On finance, many agreed that there was no lack of financing and called instead for increased conditionalities on bailouts and investments to achieve industrial transformations. In particular, investments should empower people and go into improving health, education and skills and creating jobs to build a more sustainable future. Finance should also help close the digital gap as a more efficient way of delivering services and transforming economies. Financial models also need to align better with human needs and planet protection: in the words of one participant, “finance is currently in service to itself. It must be put in service to humanity and a thriving planet.”
 
Regarding debt, a moratorium and debt relief mechanisms would be the quickest ways to enable vulnerable countries to respond to the crisis. However, several speakers also agreed on the need to free developing countries from the vicious cycle of desperate dependence on external aid, which is exacerbated by the need to service ever-increasing debt.
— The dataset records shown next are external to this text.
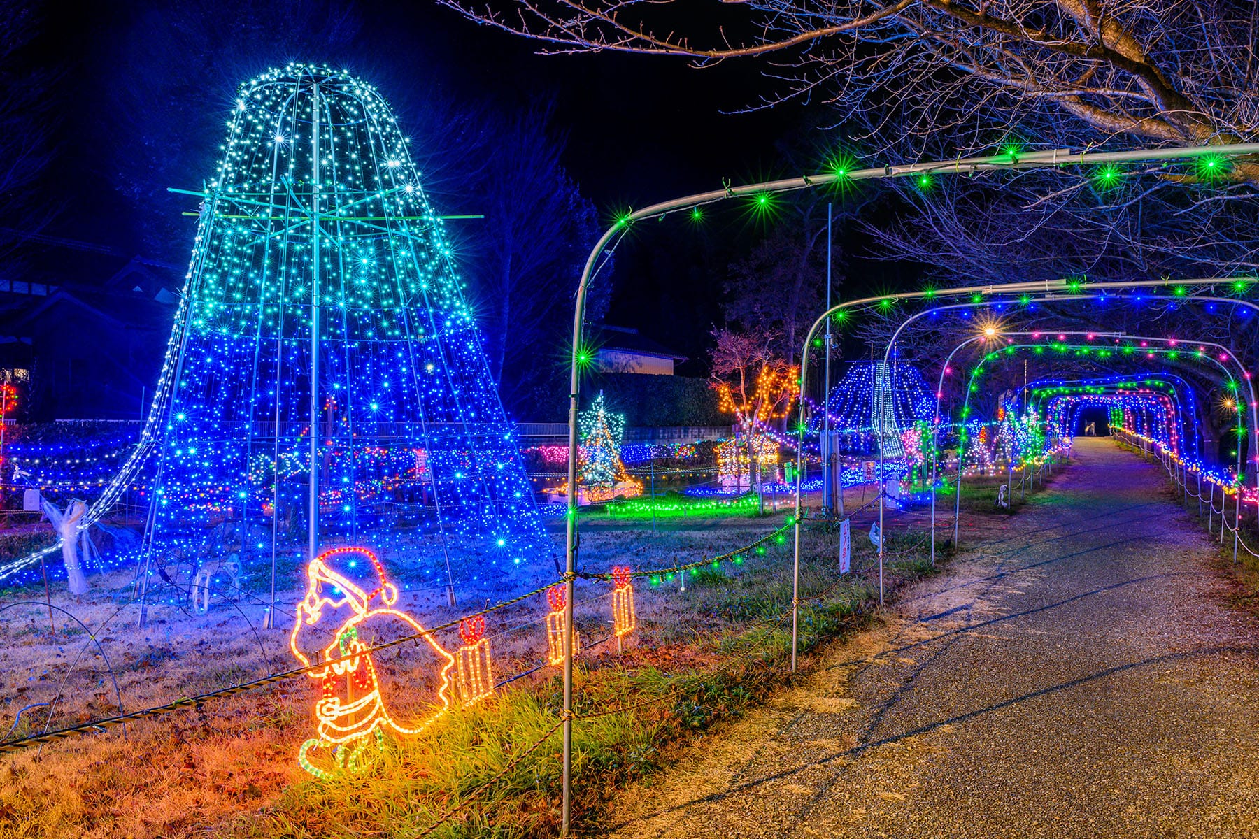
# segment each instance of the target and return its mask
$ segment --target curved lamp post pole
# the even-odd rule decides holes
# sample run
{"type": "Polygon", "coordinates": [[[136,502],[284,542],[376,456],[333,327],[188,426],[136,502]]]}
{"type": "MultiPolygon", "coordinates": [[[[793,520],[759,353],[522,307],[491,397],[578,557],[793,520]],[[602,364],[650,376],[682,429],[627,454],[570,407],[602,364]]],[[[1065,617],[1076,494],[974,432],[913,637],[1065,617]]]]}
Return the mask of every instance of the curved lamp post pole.
{"type": "MultiPolygon", "coordinates": [[[[832,184],[847,182],[847,181],[860,181],[860,180],[881,180],[881,179],[895,179],[895,177],[912,177],[914,175],[974,175],[977,172],[992,172],[992,171],[1005,171],[1005,170],[1029,170],[1029,169],[1054,169],[1059,166],[1088,166],[1097,164],[1136,164],[1136,162],[1149,162],[1156,160],[1190,160],[1195,157],[1206,156],[1220,156],[1220,157],[1238,157],[1244,155],[1259,153],[1259,143],[1231,143],[1231,145],[1217,145],[1217,146],[1180,146],[1171,148],[1146,148],[1136,151],[1071,151],[1069,148],[1051,148],[1047,151],[1034,151],[1024,155],[1019,153],[1003,153],[992,155],[987,157],[967,157],[956,160],[939,160],[929,162],[917,162],[917,164],[900,164],[900,165],[888,165],[879,167],[857,169],[852,171],[847,170],[835,170],[831,172],[808,175],[802,177],[792,177],[776,181],[764,181],[760,184],[749,184],[744,186],[726,186],[720,190],[711,190],[708,192],[696,192],[695,195],[685,195],[682,197],[672,199],[669,201],[661,201],[658,204],[652,204],[651,206],[643,208],[642,210],[635,210],[621,219],[617,220],[611,228],[608,228],[599,240],[596,243],[594,248],[590,250],[589,257],[585,260],[585,265],[582,268],[582,278],[577,287],[577,299],[573,307],[573,346],[569,353],[569,401],[568,401],[568,527],[565,533],[565,571],[564,571],[564,587],[568,595],[567,605],[564,608],[564,636],[565,644],[568,639],[573,635],[573,579],[577,572],[577,409],[578,409],[578,386],[579,381],[579,367],[580,364],[585,361],[585,352],[582,348],[582,331],[585,321],[585,296],[589,291],[590,281],[594,278],[596,265],[599,260],[599,254],[617,235],[623,233],[626,228],[640,219],[648,219],[652,216],[663,218],[671,213],[677,213],[680,210],[691,210],[701,205],[715,204],[718,201],[724,201],[731,197],[747,196],[747,195],[759,195],[759,194],[776,194],[776,192],[791,192],[796,190],[811,189],[815,186],[828,186],[832,184]]],[[[1008,286],[1008,284],[1007,284],[1008,286]]],[[[1036,288],[1042,288],[1044,284],[1036,283],[1036,288]]],[[[981,291],[988,291],[992,287],[983,287],[981,291]]],[[[830,313],[830,312],[828,312],[830,313]]],[[[810,336],[812,337],[812,335],[810,336]]],[[[801,377],[803,379],[803,369],[801,370],[801,377]]],[[[799,475],[797,474],[797,566],[798,566],[798,553],[799,553],[799,533],[798,533],[798,518],[799,518],[799,475]]],[[[798,575],[797,575],[798,576],[798,575]]],[[[792,623],[796,623],[797,606],[793,604],[792,608],[793,616],[792,623]]],[[[794,634],[794,633],[793,633],[794,634]]],[[[568,649],[565,647],[565,649],[568,649]]],[[[794,644],[792,647],[792,669],[796,665],[796,650],[794,644]]],[[[570,824],[570,769],[572,769],[572,752],[573,752],[573,668],[572,668],[572,655],[564,659],[564,711],[563,711],[563,728],[564,728],[564,751],[563,751],[563,800],[562,800],[562,823],[560,833],[562,835],[568,835],[570,824]]]]}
One speaker also urged the discussion to be broadened to include ecological debt, owed by developed countries to developing ones which no longer have the ecological foundation upon which to build their own wealth.
 
As for trade, protectionist policies prevent trade from benefiting all involved. Trade should be at the service of those at the bottom of the ladder of countries. It will only be beneficial if global value chains are rewired so the middleman is cut out and added value can be retained in countries where it is most needed.
 
Ngozi Okonjo-Iweala, the African Union Special Envoy to Mobilize International Economic Support for Continental Fight Against COVID-19, pointed out that if countries on the continent could be freed of debt, they would have $44 billion more in their hands to use to buy medical supplies and emerge stronger from economic stress. Alicia Bárcena, Executive Secretary of the United Nations Economic Commission for Latin America and the Caribbean (ECLAC), supported “good conditionality, not austerity conditionality. We are not going to get out of this with austerity; we need a new trade environment,” she explained.
 
The next roundtable, featuring a number of young women economists, will be held in September. Meanwhile, recommendations from this Roundtable will inform the financing for development discussion groups working on policy options to be considered by Ministers of Finance and Heads of Government later this September.
 
The Deputy Secretary-General, Amina J. Mohammed, said the absence of a model to respond to this unprecedented crisis, a new paradigm is needed that puts people and planet front and centre. “Let us not repeat the same outdated theories that let the poor and vulnerable drown,” she said. “I am confident that we are crafting the solutions we need to build back a stronger, more resilient, more equal, inclusive and sustainable world as overcome the COVID-19 crisis and achieve the SDGs,” she concluded.